「「清く貧しく」などというのはブルジョワジーに都合のいい幻想に過ぎず...」ロゼッタ 因果さんの映画レビュー(感想・評価)
「清く貧しく」などというのはブルジョワジーに都合のいい幻想に過ぎず...
「清く貧しく」などというのはブルジョワジーに都合のいい幻想に過ぎず、実際の貧乏人は頑固で狡猾で非人道的だ。それもそのはず、その日晩飯が食えるかどうかさえわからないような生活を送りながら他者や倫理を慮ることは難しい。まずはこの世界の中に確固たる自分の領分を得ること。貧乏人は普通の人々が当然のように持っているものを渇望するところから始まる。住所、仕事、尊厳。ロゼッタが売春や生活保護を拒むのは、彼女がただ単に生存することではなく、一個の人間として生きることに意味を見出しているがゆえだ。

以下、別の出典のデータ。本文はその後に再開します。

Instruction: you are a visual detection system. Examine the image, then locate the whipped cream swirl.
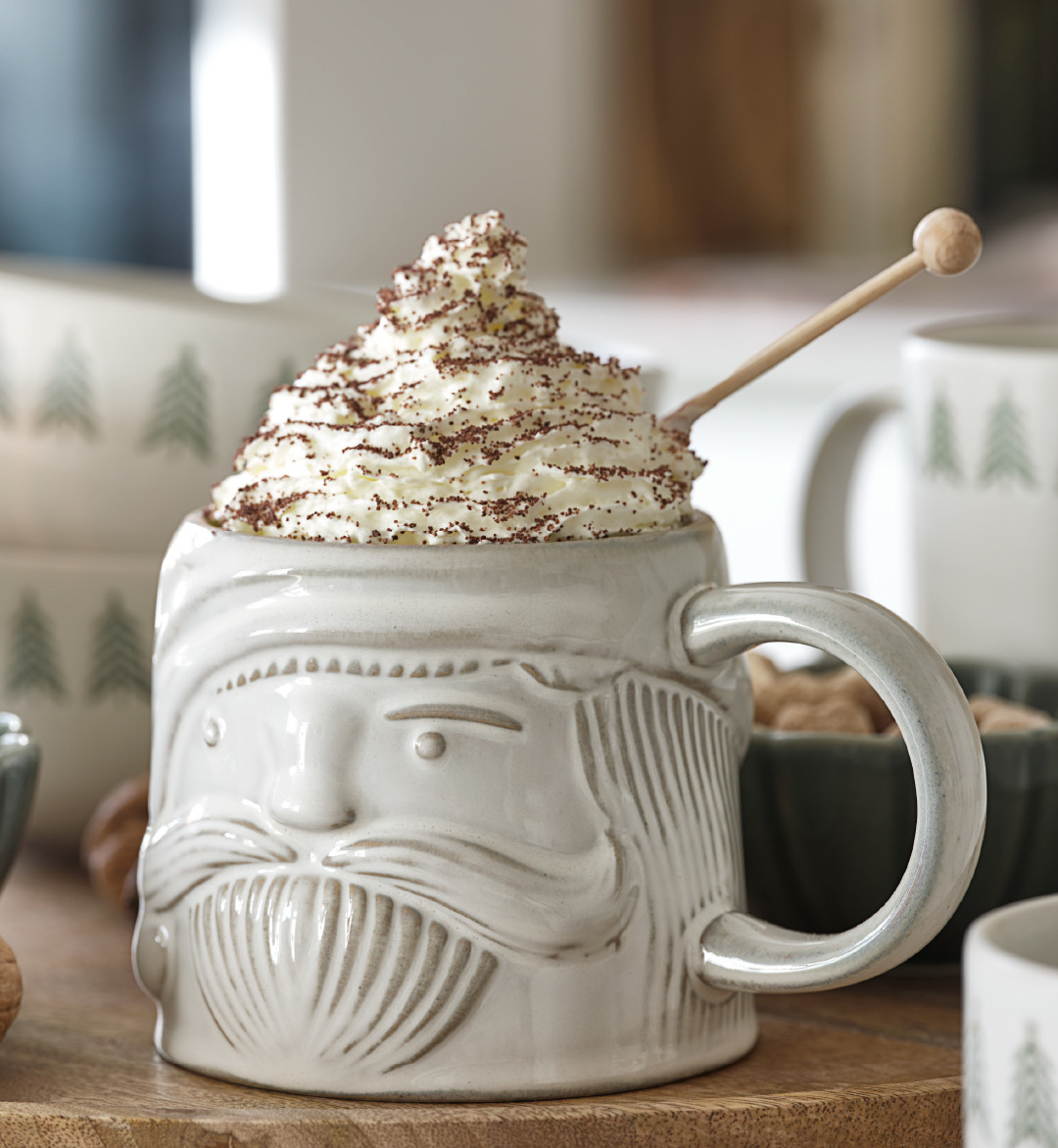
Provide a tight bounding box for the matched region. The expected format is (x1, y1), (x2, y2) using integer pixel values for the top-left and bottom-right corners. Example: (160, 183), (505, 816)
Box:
(209, 212), (701, 545)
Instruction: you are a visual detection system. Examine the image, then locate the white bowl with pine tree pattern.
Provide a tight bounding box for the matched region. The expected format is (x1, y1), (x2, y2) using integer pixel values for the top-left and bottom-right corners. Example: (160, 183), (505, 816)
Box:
(0, 549), (161, 849)
(0, 259), (356, 559)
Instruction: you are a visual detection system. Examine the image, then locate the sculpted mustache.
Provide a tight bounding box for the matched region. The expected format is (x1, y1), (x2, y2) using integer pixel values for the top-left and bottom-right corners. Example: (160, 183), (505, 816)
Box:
(142, 815), (638, 957)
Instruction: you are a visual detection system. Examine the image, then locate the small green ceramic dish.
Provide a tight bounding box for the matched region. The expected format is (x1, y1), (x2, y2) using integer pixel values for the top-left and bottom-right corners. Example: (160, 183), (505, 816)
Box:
(742, 662), (1058, 962)
(0, 712), (40, 885)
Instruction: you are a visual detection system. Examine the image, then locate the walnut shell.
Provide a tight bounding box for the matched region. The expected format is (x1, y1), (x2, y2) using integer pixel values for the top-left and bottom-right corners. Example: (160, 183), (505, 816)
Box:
(752, 669), (828, 726)
(978, 701), (1052, 734)
(0, 938), (22, 1040)
(80, 774), (149, 909)
(774, 695), (875, 734)
(828, 666), (892, 734)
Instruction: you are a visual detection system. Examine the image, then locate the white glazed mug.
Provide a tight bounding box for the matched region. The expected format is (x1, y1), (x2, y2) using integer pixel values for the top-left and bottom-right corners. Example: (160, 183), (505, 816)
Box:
(963, 896), (1058, 1148)
(134, 515), (985, 1100)
(802, 316), (1058, 665)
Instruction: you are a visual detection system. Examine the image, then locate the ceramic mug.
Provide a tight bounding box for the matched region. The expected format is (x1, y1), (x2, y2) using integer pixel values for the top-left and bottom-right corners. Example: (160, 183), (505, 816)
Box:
(963, 896), (1058, 1148)
(802, 316), (1058, 666)
(134, 515), (985, 1100)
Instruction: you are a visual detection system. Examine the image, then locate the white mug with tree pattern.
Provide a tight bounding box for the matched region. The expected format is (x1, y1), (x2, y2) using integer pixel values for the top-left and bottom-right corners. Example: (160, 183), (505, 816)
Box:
(802, 316), (1058, 666)
(134, 515), (985, 1100)
(963, 896), (1058, 1148)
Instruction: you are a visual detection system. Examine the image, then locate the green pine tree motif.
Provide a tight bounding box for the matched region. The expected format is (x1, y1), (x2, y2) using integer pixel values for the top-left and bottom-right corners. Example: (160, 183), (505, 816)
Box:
(252, 359), (297, 432)
(7, 590), (67, 701)
(36, 335), (99, 439)
(978, 392), (1036, 489)
(963, 1020), (991, 1140)
(1007, 1024), (1058, 1148)
(142, 347), (213, 459)
(87, 594), (150, 701)
(923, 389), (963, 482)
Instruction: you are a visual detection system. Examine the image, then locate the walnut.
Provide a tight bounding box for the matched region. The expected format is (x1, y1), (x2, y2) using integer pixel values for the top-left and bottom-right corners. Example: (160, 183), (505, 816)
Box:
(0, 939), (22, 1040)
(80, 774), (149, 909)
(970, 694), (1053, 734)
(829, 666), (892, 734)
(752, 669), (826, 726)
(772, 695), (875, 734)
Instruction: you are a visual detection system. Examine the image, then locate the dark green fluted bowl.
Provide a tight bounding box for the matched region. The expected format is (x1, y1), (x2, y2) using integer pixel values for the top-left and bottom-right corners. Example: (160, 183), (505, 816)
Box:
(0, 712), (40, 885)
(742, 662), (1058, 962)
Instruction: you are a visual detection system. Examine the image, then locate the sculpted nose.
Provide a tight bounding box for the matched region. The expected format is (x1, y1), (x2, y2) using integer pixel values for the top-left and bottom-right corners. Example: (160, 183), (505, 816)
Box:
(269, 722), (356, 830)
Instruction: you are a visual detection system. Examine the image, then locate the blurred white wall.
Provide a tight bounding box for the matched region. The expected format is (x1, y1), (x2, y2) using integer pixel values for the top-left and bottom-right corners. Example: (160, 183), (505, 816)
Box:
(195, 0), (614, 299)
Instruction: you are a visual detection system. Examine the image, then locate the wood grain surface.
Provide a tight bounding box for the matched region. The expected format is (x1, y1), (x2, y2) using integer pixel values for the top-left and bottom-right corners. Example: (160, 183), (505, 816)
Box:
(0, 854), (960, 1148)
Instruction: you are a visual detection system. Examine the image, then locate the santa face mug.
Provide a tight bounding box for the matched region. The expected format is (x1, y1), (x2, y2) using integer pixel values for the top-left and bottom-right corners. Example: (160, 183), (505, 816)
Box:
(134, 515), (985, 1100)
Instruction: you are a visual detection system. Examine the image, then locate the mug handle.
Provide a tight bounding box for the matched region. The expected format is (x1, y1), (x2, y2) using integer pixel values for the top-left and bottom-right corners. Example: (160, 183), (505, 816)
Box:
(682, 582), (985, 993)
(801, 388), (902, 587)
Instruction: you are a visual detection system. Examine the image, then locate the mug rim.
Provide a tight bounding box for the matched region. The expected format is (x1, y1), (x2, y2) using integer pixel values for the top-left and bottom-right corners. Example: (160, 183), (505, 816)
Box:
(189, 506), (716, 561)
(909, 311), (1058, 357)
(966, 893), (1058, 977)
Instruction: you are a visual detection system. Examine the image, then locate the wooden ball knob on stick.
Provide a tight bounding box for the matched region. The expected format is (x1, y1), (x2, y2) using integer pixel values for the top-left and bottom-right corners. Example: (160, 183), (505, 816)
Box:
(661, 208), (982, 434)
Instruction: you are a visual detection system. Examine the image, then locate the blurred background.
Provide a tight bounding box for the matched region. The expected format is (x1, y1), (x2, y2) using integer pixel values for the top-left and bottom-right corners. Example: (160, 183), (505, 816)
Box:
(0, 0), (1058, 844)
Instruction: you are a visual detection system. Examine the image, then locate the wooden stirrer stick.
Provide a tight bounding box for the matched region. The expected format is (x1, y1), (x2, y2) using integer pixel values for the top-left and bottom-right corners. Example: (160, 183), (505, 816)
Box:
(661, 208), (982, 434)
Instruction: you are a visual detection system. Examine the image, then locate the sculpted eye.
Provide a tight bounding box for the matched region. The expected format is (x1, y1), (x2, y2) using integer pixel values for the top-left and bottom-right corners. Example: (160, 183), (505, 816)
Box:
(202, 718), (223, 747)
(415, 730), (445, 761)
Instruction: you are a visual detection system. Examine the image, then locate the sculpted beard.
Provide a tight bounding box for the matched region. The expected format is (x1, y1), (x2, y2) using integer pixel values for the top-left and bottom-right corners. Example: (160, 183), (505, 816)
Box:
(143, 805), (638, 1073)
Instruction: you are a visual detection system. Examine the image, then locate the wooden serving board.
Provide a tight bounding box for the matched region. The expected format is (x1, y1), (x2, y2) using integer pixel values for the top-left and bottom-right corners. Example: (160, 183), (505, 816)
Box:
(0, 855), (960, 1148)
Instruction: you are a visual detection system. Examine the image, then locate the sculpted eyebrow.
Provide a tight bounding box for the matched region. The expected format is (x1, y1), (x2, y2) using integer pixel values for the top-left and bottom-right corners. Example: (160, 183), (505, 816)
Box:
(386, 705), (522, 730)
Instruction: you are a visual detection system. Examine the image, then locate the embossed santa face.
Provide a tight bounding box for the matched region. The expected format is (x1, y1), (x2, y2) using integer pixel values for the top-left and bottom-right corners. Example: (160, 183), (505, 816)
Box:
(166, 653), (605, 853)
(138, 652), (636, 1071)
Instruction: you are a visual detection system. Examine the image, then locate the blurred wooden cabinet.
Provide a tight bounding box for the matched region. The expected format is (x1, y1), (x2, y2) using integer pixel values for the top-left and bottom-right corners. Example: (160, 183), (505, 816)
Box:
(617, 0), (971, 260)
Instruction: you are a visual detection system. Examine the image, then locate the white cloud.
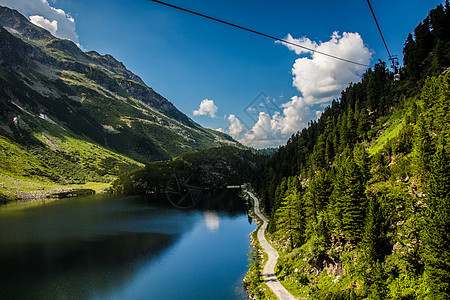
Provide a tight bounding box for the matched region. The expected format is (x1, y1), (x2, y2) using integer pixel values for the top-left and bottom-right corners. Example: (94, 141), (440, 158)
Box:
(286, 32), (372, 104)
(0, 0), (81, 48)
(228, 32), (372, 148)
(237, 96), (317, 148)
(226, 114), (246, 138)
(30, 15), (58, 35)
(194, 99), (219, 118)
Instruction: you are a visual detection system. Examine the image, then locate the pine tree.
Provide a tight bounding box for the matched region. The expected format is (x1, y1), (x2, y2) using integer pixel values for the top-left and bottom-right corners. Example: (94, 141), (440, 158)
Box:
(423, 136), (450, 299)
(333, 150), (366, 240)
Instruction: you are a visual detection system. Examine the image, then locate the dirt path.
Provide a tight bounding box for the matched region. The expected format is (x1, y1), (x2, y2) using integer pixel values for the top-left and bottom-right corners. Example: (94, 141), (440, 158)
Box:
(246, 190), (295, 300)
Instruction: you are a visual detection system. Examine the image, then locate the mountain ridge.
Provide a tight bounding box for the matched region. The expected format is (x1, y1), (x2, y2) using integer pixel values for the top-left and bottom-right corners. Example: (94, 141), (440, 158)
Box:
(0, 6), (242, 202)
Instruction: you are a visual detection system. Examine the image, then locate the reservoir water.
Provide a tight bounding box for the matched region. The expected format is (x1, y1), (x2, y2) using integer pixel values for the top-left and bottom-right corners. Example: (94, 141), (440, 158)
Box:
(0, 192), (256, 299)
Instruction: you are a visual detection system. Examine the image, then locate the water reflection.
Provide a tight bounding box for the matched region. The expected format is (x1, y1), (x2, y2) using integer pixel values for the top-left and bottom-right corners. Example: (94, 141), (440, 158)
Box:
(0, 193), (252, 299)
(203, 211), (220, 232)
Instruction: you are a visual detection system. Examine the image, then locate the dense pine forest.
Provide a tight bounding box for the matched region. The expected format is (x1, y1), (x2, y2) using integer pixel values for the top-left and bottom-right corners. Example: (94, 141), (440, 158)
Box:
(252, 1), (450, 299)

とはいえここには逆説がある。ロゼッタが人間でありたいと強く思えば思うほど、彼女は頑固で狡猾で非人道的な手段を取らざるを得なくなるのだ。自分をクビにした社長に恥も外聞もなく直談判したり、はたから見れば彼女の行動は不愉快きわまりないが、そうする以外に彼女が人間の仲間入りを果たす術はない。友人を密告して従業員のポストを奪ったり。終始対象を寄せで映し続けるカメラはそんな彼女のなりふり構っていられない窮状を表している。
友人から従業員のポストを奪ったロゼッタはしばらく満足げに仕事に励むものの、良心の呵責から最終的に自ら仕事を辞めてしまう。すると踵を接するように疎遠になっていた友人が再び自分のもとに戻ってくる。彼女はそれを喜ぶが、彼女が友情の代償にまたもや貧苦のどん底に落ち込んでしまったことは言うまでもない。貧困が与える二律背反は、どちらを選んでも何かを失うことになる。